In all these propellers, we have only an imitation, very often a rude
one, of the processes which nature puts in play in fishes and mollusks,
and the mode that we now wish to make known is without contradiction
that which imitates these the best.

Hydraulic propulsion by reaction consists, in principle, in effecting a
movement of boats, by sucking in water at the bow and forcing it out at
the stern. This is a very old idea. Naturalists cite whole families of
mollusks that move about in this way with great rapidity. It is probable
that such was the origin of the first idea of this mode of operating.
However this may be, as long ago as 1661 a patent was taken out in
England, on this principle, by Toogood & Hayes. After this we find the
patents of Allen (1729) and Rumsay (1788). In France, Daniel Bernouilli
presented to the Academic des Sciences a similar project during the last

Mr.
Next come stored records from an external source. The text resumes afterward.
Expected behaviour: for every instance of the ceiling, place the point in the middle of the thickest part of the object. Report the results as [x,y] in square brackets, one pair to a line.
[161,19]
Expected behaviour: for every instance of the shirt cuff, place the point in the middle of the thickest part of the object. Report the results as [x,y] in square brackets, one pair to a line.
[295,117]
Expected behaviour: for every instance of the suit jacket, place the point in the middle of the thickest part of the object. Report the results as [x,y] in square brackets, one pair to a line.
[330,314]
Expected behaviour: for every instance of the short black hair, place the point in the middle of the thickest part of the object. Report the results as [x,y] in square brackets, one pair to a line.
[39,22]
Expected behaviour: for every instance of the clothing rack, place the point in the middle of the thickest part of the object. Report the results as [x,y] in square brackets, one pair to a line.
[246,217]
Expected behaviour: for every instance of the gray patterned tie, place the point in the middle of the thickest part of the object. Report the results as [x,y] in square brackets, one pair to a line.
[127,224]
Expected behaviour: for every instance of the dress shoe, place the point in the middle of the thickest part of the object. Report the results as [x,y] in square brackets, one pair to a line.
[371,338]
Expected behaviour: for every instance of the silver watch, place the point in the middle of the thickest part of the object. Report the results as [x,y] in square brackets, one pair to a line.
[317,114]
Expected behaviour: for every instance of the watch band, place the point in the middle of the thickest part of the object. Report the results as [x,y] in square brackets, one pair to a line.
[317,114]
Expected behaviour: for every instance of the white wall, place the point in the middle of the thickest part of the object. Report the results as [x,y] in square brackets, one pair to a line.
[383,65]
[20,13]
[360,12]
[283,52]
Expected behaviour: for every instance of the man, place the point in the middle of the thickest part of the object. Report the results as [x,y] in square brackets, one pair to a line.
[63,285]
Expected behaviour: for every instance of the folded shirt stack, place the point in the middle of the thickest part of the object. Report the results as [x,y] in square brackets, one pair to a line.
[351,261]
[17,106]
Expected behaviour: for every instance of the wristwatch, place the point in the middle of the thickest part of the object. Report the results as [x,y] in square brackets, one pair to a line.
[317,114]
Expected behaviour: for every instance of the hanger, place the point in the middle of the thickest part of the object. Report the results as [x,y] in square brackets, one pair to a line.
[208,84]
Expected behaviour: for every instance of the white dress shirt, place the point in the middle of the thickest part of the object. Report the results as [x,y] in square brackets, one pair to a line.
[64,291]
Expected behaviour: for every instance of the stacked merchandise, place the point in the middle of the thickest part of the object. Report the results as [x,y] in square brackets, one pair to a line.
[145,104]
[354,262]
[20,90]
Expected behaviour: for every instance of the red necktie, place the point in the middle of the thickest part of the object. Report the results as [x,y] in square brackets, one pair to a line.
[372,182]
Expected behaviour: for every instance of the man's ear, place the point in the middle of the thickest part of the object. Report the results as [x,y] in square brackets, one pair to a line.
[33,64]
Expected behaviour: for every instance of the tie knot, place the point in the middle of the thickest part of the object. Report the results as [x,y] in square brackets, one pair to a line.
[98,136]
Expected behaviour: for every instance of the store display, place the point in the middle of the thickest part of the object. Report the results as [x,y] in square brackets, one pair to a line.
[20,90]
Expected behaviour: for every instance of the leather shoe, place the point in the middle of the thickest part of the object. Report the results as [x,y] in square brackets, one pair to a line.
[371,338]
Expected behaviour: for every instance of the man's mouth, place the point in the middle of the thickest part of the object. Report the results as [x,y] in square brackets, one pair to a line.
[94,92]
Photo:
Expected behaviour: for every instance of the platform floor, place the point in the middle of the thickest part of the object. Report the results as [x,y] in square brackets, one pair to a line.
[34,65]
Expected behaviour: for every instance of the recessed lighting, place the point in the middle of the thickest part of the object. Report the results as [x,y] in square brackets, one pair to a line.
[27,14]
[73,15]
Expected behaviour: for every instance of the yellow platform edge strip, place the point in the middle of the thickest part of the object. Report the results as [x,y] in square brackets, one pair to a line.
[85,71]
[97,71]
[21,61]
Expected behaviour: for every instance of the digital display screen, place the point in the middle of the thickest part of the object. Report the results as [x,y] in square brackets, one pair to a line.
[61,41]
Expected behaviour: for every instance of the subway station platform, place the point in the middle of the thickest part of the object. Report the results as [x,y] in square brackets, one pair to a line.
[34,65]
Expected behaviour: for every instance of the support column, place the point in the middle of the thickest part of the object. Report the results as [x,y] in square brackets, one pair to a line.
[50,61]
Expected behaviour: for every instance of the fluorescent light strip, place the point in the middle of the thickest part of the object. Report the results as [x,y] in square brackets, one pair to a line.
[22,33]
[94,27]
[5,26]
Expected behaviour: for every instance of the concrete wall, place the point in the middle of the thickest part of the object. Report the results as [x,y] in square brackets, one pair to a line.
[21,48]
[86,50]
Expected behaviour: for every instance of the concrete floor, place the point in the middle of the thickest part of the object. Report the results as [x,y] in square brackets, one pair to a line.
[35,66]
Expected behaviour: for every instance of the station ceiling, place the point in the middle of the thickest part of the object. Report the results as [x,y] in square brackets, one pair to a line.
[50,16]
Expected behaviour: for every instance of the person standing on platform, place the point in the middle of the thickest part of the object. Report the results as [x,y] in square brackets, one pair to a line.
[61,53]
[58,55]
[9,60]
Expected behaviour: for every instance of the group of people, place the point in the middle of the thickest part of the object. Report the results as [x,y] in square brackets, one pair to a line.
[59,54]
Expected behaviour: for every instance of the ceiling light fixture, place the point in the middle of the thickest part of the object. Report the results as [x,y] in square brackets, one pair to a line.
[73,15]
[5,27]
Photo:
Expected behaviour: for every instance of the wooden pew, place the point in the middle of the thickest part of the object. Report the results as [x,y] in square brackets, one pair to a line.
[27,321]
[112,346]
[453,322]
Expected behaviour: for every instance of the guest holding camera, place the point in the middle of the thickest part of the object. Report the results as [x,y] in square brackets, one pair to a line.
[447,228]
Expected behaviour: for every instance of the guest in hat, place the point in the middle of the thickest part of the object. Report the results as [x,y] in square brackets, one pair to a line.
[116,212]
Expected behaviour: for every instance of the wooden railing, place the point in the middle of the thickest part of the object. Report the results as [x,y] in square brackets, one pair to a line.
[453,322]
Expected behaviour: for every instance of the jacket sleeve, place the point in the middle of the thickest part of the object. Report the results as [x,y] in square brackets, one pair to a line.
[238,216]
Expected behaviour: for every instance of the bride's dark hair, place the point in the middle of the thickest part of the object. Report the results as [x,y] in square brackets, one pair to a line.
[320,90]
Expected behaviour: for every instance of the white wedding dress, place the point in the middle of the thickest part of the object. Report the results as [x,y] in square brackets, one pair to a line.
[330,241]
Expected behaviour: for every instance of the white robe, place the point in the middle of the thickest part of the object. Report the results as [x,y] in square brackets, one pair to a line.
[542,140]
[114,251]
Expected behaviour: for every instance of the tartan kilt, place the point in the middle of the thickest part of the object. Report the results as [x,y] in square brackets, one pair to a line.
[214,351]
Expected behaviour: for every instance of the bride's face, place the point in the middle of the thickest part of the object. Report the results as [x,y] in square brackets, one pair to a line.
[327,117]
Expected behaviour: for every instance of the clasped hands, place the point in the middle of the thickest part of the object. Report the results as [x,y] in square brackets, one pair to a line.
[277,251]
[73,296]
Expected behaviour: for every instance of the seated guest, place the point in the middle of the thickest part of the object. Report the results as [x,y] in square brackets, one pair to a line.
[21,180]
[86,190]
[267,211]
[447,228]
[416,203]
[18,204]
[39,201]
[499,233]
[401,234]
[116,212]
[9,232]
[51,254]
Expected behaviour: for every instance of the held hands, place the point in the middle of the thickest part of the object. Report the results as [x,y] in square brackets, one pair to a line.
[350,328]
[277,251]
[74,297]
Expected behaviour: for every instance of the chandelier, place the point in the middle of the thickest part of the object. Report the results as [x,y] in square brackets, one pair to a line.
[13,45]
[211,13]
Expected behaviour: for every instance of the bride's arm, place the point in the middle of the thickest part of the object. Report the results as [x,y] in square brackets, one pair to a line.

Seydell was the first to build a vessel on this principle. This
ship, which was called the Enterprise, was of 100 tons burden, and was
constructed at Edinburgh for marine fishery. The success of this was
incomplete, but it was sufficient to show all the advantage that could
be got from the idea. Another boat, the Albert, was built at Stettin,
after the same type and at about the same epoch; and the question was
considered of placing a reaction propeller upon the Great Eastern.

About 1860 the question was taken up again by the house of Cokerill de
Seraing, which built the Seraing No. 2, that did service as an excursion
boat between Liege and Seraing. The propeller of this consisted of a
strong centrifugal pump, with vertical axis, actuated by a low pressure
engine. This pump sucked water into a perforated channel at the bottom
of the boat, and forced it through a spiral pipe to the propelling
tubes. These latter consisted of two elbowed pipes issuing from the
sides of the vessel and capable of pivoting in the exhaust ports in such
a way as to each turn its mouth downward at will, backward or forward.
The water expelled by the elbowed pipes reacted through pressure, as in
the hydraulic tourniquet of cabinets of physics, and effected the
propulsion of the vessel. Upon turning the two mouths of the propelling
tubes backward, the boat was thrust forward, and, when they were turned
toward the front, she was thrust backward. When one was turned toward
the front and the other toward the stern, the boat swung around.
Finally, when the two mouths were placed vertically the boat remained
immovable. All the evolutions were easy, even without the help of the
rudder, and the ways in which the propelling tubes could be placed were
capable of being varied _ad infinitum_ by a system of levers.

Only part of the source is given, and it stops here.